Hay momentos en la vida que quedan marcados para siempre. A veces, hablamos de escasos segundos. Otras, incluso de hasta varios días en su conjunto. En el caso de Torres - Sobato, uno de esos instantes para la eternidad será este mes de junio al que aún le faltan unos cuantos días y en el que aún sigue el Campeonato de España en el horizonte. Y lo será, entre otros motivos, por los grandes recuerdos de lo vivido en el Díptico Segoviano, donde Joel Morales consiguió el segundo triunfo del año para el equipo.
La Vuelta a los Pinares Segovianos abrió la competición el sábado con un recorrido eminentemente plano, donde la táctica y coordinación del equipo fueron claves para meter a Mario Fernández y Will Kirkham en el corte bueno del día junto a una decena de ciclistas. Ya en el tramo final de competición, el grupo cabecero se volvió a romper con nuevos ataques, logrando Mario Fernández la 2ª plaza en las calles de Segovia, mientras que Will Kirkham cruzó la meta en 7ª posición.
En la Vuelta a Segovia dominical, los continuos ataques volvieron a tener protagonismo desde el inicio, filtrando en los cortes más peligrosos a Mario Fernández, Diego Gonzalo, Will Kirkham y Joel Morales. Con el paso de los kilómetros, la cabeza de carrera se reformuló en varias ocasiones, hasta que Mario Fernández y Joel Morales se unieron a otros tres ciclistas. Ya en las calles de Segovia, Joel Morales alzó los brazos victorioso después de un gran lanzamiento de su compañero, finalmente 5º.

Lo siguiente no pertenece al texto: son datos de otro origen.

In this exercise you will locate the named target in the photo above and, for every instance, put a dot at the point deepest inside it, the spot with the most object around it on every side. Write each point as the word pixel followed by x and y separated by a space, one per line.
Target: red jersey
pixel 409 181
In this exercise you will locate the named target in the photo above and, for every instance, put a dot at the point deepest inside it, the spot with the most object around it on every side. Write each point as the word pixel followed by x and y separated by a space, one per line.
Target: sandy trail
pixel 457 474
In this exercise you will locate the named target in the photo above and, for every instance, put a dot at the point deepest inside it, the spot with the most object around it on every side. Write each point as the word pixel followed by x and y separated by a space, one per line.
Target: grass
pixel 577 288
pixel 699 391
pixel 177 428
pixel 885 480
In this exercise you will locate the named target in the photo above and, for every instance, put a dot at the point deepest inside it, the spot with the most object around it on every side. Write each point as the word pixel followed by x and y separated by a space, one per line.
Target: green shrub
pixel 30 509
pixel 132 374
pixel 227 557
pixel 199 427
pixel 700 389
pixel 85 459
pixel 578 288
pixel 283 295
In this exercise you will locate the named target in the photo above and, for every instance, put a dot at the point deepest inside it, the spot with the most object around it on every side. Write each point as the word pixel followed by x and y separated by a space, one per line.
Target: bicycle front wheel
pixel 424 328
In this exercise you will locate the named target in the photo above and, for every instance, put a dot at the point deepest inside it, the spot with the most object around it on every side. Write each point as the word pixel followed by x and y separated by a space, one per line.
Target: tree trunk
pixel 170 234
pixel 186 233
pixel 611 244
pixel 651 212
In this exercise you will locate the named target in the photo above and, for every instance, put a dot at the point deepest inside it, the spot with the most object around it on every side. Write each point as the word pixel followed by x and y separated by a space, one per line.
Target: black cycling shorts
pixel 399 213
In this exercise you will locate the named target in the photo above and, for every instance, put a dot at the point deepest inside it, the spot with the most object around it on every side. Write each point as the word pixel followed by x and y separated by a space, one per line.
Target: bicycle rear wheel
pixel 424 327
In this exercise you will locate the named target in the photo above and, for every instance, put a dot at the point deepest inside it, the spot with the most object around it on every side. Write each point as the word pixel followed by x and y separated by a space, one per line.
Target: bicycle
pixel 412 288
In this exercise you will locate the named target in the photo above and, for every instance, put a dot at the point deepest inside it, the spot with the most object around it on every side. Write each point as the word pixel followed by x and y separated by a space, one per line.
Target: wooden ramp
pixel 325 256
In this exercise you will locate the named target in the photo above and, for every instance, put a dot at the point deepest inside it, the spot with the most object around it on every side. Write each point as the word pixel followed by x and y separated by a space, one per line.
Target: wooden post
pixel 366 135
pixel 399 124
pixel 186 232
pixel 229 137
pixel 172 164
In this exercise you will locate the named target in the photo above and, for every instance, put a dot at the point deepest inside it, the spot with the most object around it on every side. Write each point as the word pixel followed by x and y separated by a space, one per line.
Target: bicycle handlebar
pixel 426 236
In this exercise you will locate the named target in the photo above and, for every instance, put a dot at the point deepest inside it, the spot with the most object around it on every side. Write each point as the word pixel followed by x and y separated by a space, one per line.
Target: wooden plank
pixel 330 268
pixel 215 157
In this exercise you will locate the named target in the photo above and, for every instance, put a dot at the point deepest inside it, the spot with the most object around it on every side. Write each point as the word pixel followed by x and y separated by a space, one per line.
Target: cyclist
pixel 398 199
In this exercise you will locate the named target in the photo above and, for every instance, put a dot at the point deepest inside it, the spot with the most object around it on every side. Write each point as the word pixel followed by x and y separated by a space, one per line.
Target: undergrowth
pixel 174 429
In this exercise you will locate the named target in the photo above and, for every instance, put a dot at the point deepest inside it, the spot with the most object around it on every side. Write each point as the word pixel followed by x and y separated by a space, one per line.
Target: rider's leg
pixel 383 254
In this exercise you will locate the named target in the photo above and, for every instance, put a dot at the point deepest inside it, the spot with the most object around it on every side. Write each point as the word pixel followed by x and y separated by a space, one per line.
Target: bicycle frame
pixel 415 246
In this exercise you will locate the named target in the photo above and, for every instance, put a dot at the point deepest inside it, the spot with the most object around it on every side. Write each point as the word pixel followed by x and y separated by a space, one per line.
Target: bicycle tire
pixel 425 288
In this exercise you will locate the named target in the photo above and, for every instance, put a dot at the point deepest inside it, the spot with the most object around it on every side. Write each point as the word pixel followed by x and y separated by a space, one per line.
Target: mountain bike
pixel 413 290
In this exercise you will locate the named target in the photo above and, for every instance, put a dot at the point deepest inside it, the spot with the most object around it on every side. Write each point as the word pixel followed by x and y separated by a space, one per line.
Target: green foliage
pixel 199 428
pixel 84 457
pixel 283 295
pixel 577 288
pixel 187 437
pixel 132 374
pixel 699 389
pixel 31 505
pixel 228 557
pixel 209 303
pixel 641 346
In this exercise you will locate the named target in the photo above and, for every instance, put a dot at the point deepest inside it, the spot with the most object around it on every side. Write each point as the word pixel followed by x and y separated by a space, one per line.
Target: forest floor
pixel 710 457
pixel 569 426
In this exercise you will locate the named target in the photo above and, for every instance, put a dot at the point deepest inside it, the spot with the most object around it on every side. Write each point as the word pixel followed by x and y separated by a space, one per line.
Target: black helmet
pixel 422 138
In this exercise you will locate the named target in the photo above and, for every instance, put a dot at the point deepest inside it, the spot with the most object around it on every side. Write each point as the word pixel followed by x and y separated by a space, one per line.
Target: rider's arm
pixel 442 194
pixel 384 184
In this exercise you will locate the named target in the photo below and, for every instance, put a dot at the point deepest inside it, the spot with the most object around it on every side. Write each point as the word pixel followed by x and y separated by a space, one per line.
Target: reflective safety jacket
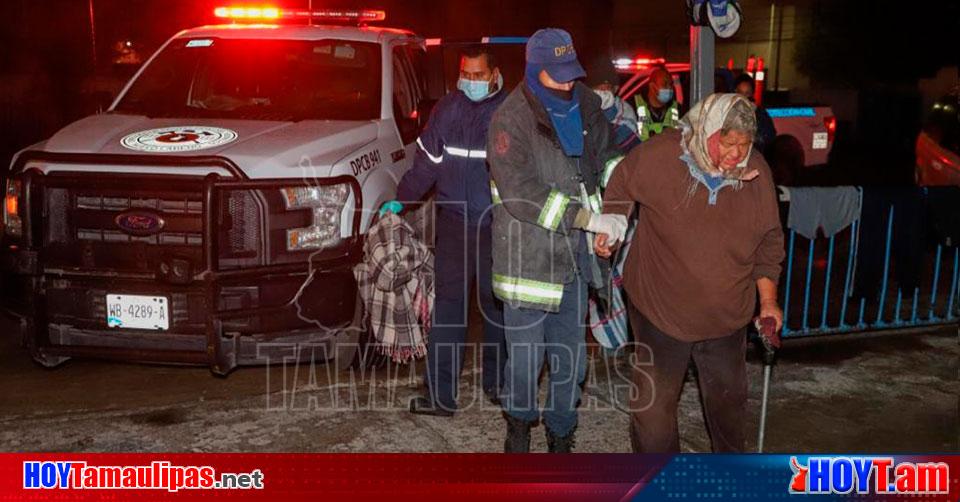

La buena ristra de resultados no se quedó solamente en los logros conseguidos para subir al podio en ambas jornadas a razón de la clasificación individual, sino que el trabajo colectivo también dio sus frutos. Así pues, Torres - Sobato fue la mejor escuadra en la jornada dominical después de haberse tenido que conformar con la 2ª plaza un día antes. Además, Joel Morales también recibió el premio de la montaña del domingo, mientras que Mario Fernández se llevó el Memorial Palomino, clasificación general oficiosa de ambos días.
Joel Morales, ciclista de Torres - Sobato, mostraba así su satisfacción: "Sabíamos que las dos carreras del fin de semana iban a ser difíciles de controlar porque eramos un pelotón pequeño, así que teníamos que estar atentos a los ataques. Corrimos muy bien como equipo ambos días, estando siempre representados en cabeza y controlando los movimientos en el resto de los grupos traseros. El domingo entramos Mario y yo en el corte bueno para jugarnos la victoria en el repecho final y con su ataque en el tramo adoquinado me permitió seguir la rueda de los rivales y rematar al sprint".